On Thu, 4 Apr 2013, Carlos R. Mafra wrote:
But that is not new behavior. I use ksnapshot and to have that app
I need to install the 'graphics' package and then I also have okular
etc (or something like that).

Maybe that's part of the reason I don't like big Desktop Environments like KDE or Gnome and use Window Maker instead... But apart from that all your examples where more stuff is packaged together were things that are related by something (like using a common framework or library) and updating that common part needs releasing all parts too. This kind of relation warrants a common package but no such relation exists for dockapps.

They're just put together in a repo trying to lower administrative
overhead but this does not make them related.

But this is precisely the point! They become related once you do that,
you can not have both at the same time. Either they have separate
repos with separate maintainers deciding when to release new versions,
or they are treated together like a whole.

I don't see it like that. The repo is a place to put code in and manage it but the parts don't become related just by putting them in the same repo. Also parts can be versioned and released separately even if they are in the same repo. This requires a bit more thinking but not much more other work.

I'm sorry, but I cannot imagine what "releasing them separately" would
even mean.

I meant that each dockapp in the common repo would retain it's own version number which would only be increased if there were changes to this dockapp and not just using a common version number for all of them. This would allow distros to continue packaging them separately (or people only using some of the apps to update if there were changes they care about).

There were patches to wmbiff recently. What should I do? Write a patch
changing the #define version x.y for wmbiff only and announcing that
I'm releasing a new wmbiff?

Or just tag the repository with a tag wmbiff-x.y when finished merging all the patches and changed the #define in wmbiff to a new version. That's what we can call a release: some marked point in the repo which can be identified with a version number.

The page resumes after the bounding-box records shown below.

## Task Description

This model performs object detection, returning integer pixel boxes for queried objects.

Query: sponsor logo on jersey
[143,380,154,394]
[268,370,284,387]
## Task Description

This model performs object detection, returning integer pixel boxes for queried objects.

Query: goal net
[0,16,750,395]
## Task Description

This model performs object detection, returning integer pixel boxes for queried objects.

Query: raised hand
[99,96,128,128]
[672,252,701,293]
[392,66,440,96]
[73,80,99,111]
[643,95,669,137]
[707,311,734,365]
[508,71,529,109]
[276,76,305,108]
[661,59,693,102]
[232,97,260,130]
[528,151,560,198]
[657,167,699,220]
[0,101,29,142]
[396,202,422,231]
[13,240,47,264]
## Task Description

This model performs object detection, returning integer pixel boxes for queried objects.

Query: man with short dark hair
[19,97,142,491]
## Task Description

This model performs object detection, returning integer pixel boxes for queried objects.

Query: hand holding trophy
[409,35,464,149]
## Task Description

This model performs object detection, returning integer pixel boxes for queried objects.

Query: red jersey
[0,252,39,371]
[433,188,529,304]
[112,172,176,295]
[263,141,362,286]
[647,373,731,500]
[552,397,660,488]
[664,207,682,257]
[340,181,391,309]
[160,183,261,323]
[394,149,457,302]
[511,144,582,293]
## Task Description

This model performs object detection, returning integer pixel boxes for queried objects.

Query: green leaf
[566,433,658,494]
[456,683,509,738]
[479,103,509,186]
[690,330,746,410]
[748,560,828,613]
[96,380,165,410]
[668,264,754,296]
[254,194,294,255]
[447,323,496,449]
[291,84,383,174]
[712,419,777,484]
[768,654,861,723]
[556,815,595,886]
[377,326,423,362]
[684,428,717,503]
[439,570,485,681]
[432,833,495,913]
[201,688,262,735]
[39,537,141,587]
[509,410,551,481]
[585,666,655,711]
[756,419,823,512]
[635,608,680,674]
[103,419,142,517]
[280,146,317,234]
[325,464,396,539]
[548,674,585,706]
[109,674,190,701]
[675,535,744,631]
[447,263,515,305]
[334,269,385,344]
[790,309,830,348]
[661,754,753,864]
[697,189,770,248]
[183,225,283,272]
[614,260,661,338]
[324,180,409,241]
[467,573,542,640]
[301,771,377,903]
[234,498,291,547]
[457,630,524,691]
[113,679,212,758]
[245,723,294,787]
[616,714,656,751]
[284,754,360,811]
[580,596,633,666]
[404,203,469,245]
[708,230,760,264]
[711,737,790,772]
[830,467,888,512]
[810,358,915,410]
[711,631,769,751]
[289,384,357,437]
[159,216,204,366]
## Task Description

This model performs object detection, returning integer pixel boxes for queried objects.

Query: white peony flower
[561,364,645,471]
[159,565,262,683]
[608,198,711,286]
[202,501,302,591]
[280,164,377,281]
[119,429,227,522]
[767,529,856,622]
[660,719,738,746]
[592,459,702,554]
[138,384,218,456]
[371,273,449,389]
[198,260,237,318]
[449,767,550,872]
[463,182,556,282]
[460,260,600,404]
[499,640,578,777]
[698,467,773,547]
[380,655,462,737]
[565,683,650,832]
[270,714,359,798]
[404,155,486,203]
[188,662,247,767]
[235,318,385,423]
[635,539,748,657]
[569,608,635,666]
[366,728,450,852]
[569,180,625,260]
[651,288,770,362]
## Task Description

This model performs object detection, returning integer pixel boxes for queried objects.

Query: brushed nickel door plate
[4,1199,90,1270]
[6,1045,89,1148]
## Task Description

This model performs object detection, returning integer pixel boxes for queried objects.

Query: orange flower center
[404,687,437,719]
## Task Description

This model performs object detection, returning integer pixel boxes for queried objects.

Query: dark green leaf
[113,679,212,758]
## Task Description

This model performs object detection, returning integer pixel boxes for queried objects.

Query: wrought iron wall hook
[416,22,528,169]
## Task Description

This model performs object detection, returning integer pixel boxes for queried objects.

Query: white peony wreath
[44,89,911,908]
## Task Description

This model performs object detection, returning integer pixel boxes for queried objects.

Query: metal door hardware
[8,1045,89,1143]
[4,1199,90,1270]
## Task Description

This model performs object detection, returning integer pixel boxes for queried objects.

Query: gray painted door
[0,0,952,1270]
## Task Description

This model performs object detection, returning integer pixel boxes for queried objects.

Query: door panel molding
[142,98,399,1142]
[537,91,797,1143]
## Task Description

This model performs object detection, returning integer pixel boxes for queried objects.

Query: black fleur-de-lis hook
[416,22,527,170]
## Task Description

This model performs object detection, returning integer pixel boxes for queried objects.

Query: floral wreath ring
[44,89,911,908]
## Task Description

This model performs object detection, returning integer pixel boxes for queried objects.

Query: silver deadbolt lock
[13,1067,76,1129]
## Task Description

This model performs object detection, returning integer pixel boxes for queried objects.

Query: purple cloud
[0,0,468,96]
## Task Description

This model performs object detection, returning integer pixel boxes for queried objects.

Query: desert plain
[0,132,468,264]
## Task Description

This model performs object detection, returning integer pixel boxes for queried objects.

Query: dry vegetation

What about the others? Take a look at the history of the repo and
give me suggestions about which packages deserve a new version to
be released and which version numbers should they have? Now take
that list and let's write patches for their individual version numbers
and let's generate tarballs for them and upload them somewhere.

I don't think this is going to work, seriously. I cannot imagine
me doing that.

If something is unchanged and was just put in the repo it does not need a new version and can be tagged with their current version. If something has changed and there are no more pending patches they can be released with a new version number. These are simple rules I think but I don't use your dockapps repo so I cannot tell for dockapps in it but those who use it and submitted patches before may be able to tell and contribute patches to increase their version numbers.

But let's face reality. There's no one maintaining these dockapps
in the usual way (say like Alexey himself is maintaining wmvolman).
So there won't be anyone deciding when to release a new version of
wmbiff, or having plans for doing that.

Again, if there were no changes to a dockapp it needs no new release. When someone submits patches to one dockapp you can decide to tag a new release after merging their changes. It's always the repo maintainer who is in the position to decide when to make a release otherwise there will only be snapshots.

We are just trying to have them compiling and working, and when
something breaks we hopefully fix the ones we care most. The
purpose of the dockapps.git is to have a place to send these patches.

That's nice but not too friendly to distros. They need releases that can be packaged and updated when there's a new release.

This does not work well, I think.

Let's say today I tag the dockapps.git repo as wmbiff-2.0, how would
that help someone?

I think it would help Alexey or Kix to know that they should update the wmbiff package in their distros and (reproducibly) can get a revision from the repository that contains exactly version 2.0 of wmbiff. If the next day some patches to wmvolman are merged and tagged with wmvolman-1.15 they know that they only have to update the wmvolman package and can again get the corresponding revision from the repo. So even if the tarball from the repo contains all the dockapps they are still versioned separately and one can use them both together or separately as they wish. The administrative overhead may be a bit higher but not much: instead of just using tags like dockapps-3.0, dockapps-3.1, etc. you would use tags for independent apps but the work involved is the same (merge patches, tag repo).

But as I said I don't use the dockapps repo, so it's only a proposal and you are free to decide how you do your work and packagers can also say if they like this proposal or not. I just though this might be an acceptable compromise for both parties.